Pendant ce temps, les autorités bernoises s’abîment dans la réflexion.

C’est que Leurs Excellences sont tourmentées par un goût extrêmement râpeux de l’économie. A Berne on aime les petites ruses qui évitent la dépense, les petites bassesses qui permettent de faire payer les autres. Lorsque finalement et devant la gravité des événements, Elles se résignent à la construction de quelques bateaux de défense, Elles décident que les bûcherons s’en iront abattre quatre cents chênes et trente noyers aux frais de la ville de Nyon et que ce seront les forges de Vallorbe qui fabriqueront les clous.

Reste à trouver l’inévitable spécialiste italien en construction navale. On cherche partout et on finit par découvrir un malheureux qui purge une peine de prison au fond des geôles genevoises. C´est un homme du métier et cela ne coûte rien de le faire libérer. L’administration signale aussi qu’un charpentier de marine, un certain Vicente Quagliato, sollicite son admission à la bourgeoisie. On réussit à se l’attacher en le libérant des quatre écus nécessaires aux démarches.

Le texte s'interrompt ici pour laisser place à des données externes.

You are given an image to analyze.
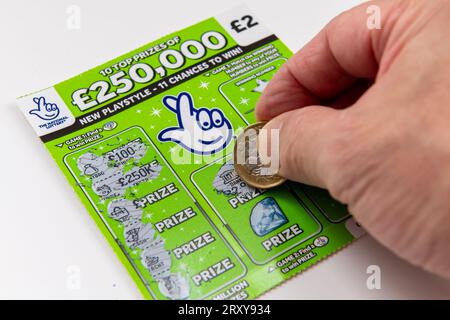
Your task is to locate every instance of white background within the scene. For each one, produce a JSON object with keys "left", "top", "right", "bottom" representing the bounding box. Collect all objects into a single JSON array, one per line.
[{"left": 0, "top": 0, "right": 450, "bottom": 299}]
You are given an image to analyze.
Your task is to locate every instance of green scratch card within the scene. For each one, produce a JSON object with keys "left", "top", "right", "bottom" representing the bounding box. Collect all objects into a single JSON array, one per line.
[{"left": 18, "top": 7, "right": 363, "bottom": 299}]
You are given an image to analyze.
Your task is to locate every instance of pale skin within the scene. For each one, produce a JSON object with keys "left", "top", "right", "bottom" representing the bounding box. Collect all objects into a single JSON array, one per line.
[{"left": 256, "top": 0, "right": 450, "bottom": 279}]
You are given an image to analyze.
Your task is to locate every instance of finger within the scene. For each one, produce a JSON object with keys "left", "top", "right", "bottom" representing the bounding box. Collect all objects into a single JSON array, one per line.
[
  {"left": 256, "top": 0, "right": 399, "bottom": 120},
  {"left": 177, "top": 92, "right": 194, "bottom": 125},
  {"left": 264, "top": 106, "right": 344, "bottom": 188}
]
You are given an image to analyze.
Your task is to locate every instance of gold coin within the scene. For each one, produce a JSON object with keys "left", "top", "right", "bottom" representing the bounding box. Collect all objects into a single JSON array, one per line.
[{"left": 234, "top": 122, "right": 286, "bottom": 189}]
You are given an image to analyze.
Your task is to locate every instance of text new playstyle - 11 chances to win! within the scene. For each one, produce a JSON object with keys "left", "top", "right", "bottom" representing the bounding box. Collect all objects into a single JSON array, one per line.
[{"left": 18, "top": 7, "right": 364, "bottom": 299}]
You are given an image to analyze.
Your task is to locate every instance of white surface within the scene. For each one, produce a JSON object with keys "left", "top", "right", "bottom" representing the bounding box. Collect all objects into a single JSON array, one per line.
[{"left": 0, "top": 0, "right": 450, "bottom": 299}]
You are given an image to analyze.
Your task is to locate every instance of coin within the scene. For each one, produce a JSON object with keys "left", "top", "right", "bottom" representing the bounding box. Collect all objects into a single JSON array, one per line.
[{"left": 234, "top": 122, "right": 286, "bottom": 189}]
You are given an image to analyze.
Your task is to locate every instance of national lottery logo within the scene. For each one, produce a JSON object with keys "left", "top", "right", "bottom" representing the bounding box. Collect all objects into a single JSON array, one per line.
[
  {"left": 28, "top": 97, "right": 59, "bottom": 121},
  {"left": 158, "top": 92, "right": 233, "bottom": 155}
]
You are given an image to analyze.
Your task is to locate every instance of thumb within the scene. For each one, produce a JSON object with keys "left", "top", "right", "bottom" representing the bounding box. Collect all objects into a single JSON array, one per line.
[{"left": 264, "top": 106, "right": 345, "bottom": 188}]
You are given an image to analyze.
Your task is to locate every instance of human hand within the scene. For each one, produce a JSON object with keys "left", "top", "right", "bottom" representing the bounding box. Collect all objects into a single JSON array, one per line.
[{"left": 256, "top": 0, "right": 450, "bottom": 278}]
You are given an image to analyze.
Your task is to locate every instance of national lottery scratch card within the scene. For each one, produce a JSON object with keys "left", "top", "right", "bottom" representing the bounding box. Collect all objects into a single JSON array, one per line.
[{"left": 18, "top": 7, "right": 363, "bottom": 299}]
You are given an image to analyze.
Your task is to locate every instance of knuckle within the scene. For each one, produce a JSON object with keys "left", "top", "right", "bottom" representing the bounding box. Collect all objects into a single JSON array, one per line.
[{"left": 318, "top": 112, "right": 362, "bottom": 203}]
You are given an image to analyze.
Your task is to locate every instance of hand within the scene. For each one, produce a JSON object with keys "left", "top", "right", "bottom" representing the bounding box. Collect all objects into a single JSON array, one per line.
[
  {"left": 256, "top": 0, "right": 450, "bottom": 278},
  {"left": 158, "top": 92, "right": 232, "bottom": 155},
  {"left": 29, "top": 97, "right": 59, "bottom": 121}
]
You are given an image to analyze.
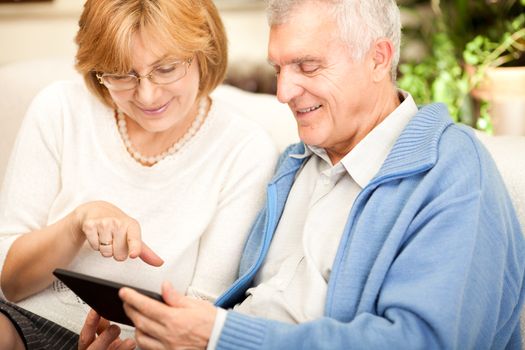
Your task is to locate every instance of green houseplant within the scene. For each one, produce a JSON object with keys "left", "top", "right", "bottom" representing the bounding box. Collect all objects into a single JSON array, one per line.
[{"left": 398, "top": 0, "right": 525, "bottom": 132}]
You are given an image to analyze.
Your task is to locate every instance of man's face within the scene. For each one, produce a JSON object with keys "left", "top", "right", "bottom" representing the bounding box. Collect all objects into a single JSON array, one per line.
[{"left": 268, "top": 2, "right": 378, "bottom": 160}]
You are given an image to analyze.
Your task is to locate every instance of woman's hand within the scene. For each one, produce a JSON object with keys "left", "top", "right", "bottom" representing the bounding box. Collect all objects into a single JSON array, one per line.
[
  {"left": 78, "top": 310, "right": 135, "bottom": 350},
  {"left": 119, "top": 282, "right": 217, "bottom": 350},
  {"left": 75, "top": 201, "right": 164, "bottom": 266}
]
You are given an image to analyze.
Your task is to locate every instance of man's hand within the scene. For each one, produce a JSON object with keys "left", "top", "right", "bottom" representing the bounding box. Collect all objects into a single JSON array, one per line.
[
  {"left": 78, "top": 310, "right": 135, "bottom": 350},
  {"left": 119, "top": 282, "right": 217, "bottom": 350}
]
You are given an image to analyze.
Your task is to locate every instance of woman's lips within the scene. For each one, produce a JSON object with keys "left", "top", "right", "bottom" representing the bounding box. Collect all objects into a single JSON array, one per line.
[{"left": 140, "top": 102, "right": 169, "bottom": 116}]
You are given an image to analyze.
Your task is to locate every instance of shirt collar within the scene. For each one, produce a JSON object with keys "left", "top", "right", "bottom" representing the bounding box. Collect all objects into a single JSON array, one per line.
[
  {"left": 341, "top": 90, "right": 418, "bottom": 188},
  {"left": 290, "top": 90, "right": 418, "bottom": 188}
]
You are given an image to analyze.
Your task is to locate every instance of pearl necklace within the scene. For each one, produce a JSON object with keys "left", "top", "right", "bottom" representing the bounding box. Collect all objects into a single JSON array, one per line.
[{"left": 117, "top": 98, "right": 208, "bottom": 165}]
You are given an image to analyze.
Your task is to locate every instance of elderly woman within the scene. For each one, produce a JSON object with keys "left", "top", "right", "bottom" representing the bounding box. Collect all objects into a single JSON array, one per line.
[{"left": 0, "top": 0, "right": 277, "bottom": 348}]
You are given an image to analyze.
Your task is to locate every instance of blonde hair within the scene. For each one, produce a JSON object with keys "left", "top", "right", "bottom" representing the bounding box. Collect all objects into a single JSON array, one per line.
[{"left": 75, "top": 0, "right": 228, "bottom": 108}]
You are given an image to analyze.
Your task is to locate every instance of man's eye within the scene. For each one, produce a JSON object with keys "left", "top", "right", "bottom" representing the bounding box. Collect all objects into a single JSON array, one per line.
[{"left": 300, "top": 63, "right": 319, "bottom": 74}]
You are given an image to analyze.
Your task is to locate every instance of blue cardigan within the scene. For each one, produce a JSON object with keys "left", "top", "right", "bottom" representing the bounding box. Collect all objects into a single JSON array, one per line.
[{"left": 216, "top": 104, "right": 525, "bottom": 349}]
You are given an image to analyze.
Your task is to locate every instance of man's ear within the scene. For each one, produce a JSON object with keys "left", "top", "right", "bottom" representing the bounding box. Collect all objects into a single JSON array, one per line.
[{"left": 372, "top": 38, "right": 394, "bottom": 82}]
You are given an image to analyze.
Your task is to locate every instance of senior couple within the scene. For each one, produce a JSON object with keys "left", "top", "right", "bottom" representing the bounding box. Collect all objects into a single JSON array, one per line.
[{"left": 0, "top": 0, "right": 525, "bottom": 350}]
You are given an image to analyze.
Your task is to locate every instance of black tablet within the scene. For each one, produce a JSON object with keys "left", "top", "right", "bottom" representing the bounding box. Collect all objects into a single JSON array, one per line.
[{"left": 53, "top": 269, "right": 163, "bottom": 326}]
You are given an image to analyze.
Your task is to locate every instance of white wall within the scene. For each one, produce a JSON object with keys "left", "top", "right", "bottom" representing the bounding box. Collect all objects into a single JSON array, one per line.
[{"left": 0, "top": 0, "right": 268, "bottom": 65}]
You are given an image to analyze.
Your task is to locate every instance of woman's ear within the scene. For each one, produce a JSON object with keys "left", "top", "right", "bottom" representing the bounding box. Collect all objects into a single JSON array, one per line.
[{"left": 373, "top": 38, "right": 394, "bottom": 82}]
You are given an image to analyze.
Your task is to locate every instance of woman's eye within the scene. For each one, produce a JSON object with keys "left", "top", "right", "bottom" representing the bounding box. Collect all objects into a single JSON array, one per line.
[
  {"left": 108, "top": 75, "right": 132, "bottom": 81},
  {"left": 155, "top": 64, "right": 177, "bottom": 74}
]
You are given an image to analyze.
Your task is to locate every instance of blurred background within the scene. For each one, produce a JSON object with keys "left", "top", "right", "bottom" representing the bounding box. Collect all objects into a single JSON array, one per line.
[{"left": 0, "top": 0, "right": 525, "bottom": 135}]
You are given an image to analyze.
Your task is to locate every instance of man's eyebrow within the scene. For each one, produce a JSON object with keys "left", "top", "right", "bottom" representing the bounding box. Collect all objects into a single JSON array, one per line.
[{"left": 267, "top": 55, "right": 322, "bottom": 67}]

Voilà de belles et bonnes économies !

Mais il reste à construire les bateaux eux-même et pour cela, il faut bien se résigner à payer quelque chose... Alors, très vite, Leurs Excellences bernoises se découragent. Elles proposent finalement aux genevois d’achever eux-même et surtout à leurs frais cette ébauche de flotte.

En réalité, ce n’est qu’au moment de la bataille de Villmergen que les bernois vont se lancer, pour de bon, dans la construction navale.

C’est que, à ce moment de l’histoire, leur situation politique s’est singulièrement détériorée : La France menace directement Berne, la Savoie fait mine de prêter main-forte aux catholiques. Il ne s’agit plus seulement de défendre les petits commerçants et les pêcheurs vaudois contre la férocité des pirates savoyards, c’est la patrie bernoise elle-même qui est en danger.

Alors toutes les difficultés s’évanouissent.

Ordre est donné de mettre en chantier deux vrais bateaux de guerre : "Le Grand" et "le Petit Ours". Deux superbes coques d’une vingtaine de mètres de longueur, toutes ruisselantes de sculptures dorées.

Projet de décoration pour le vaisseau L'Argos
par Pierre Puget
(dessin sur papier)

 

Malheureusement, ce sont les fonctionnaires bernois qui se chargent de contrôler tous les frais de la construction et ils travaillent avec tant d’application tranquille que les mois puis les années passent...

Lorsque tout est enfin prêt, la paix s’est rassise sur l’Europe.

Bien sûr, l’enthousiasme pour la flotte lémanique s’aplatit sous le poids. Vite il faut mettre fin aux dépenses. Plus question de payer l’entretien des bateaux. A peine lancés sur le lac, encore tout poisseux de peintures fraîches, ils seront loués à des entreprises privées. Leurs glorieux ornements sculptés ne les empêcheront pas de faire carrière dans le paisible commerce du bois et du vin.

A Genève, au contraire, il n’est pas question de désarmer : On connaît trop bien les risques de la compétition avec les savoyards.

En 1678, un nouveau vaisseau amiral est lancé dans la rade : "Le Soleil". Une magnifique frégate, brillamment décorée elle aussi. Il y aura, à bord, une centaine de matelots et d’officiers parmi lesquels un chirurgien et un pasteur !

* * *

Avec le recul de quelques siècles, il est amusant de regarder les méchancetés ou les mesquineries des hommes qui se sont agités dans le décor majestueux du grand lac. Mais il ne faut pas en exagérer les conséquences. Il n’y eu ni massacres ni grandes batailles. L’encombrante volonté des capitaines n’a jamais tourmenté bien gravement les pêcheurs de perchettes et les patrons de barques. Dans un patois bonhomme, ils dissimulent des trésors d’ironie qui leur ont toujours permis de se débarrasser des excessifs.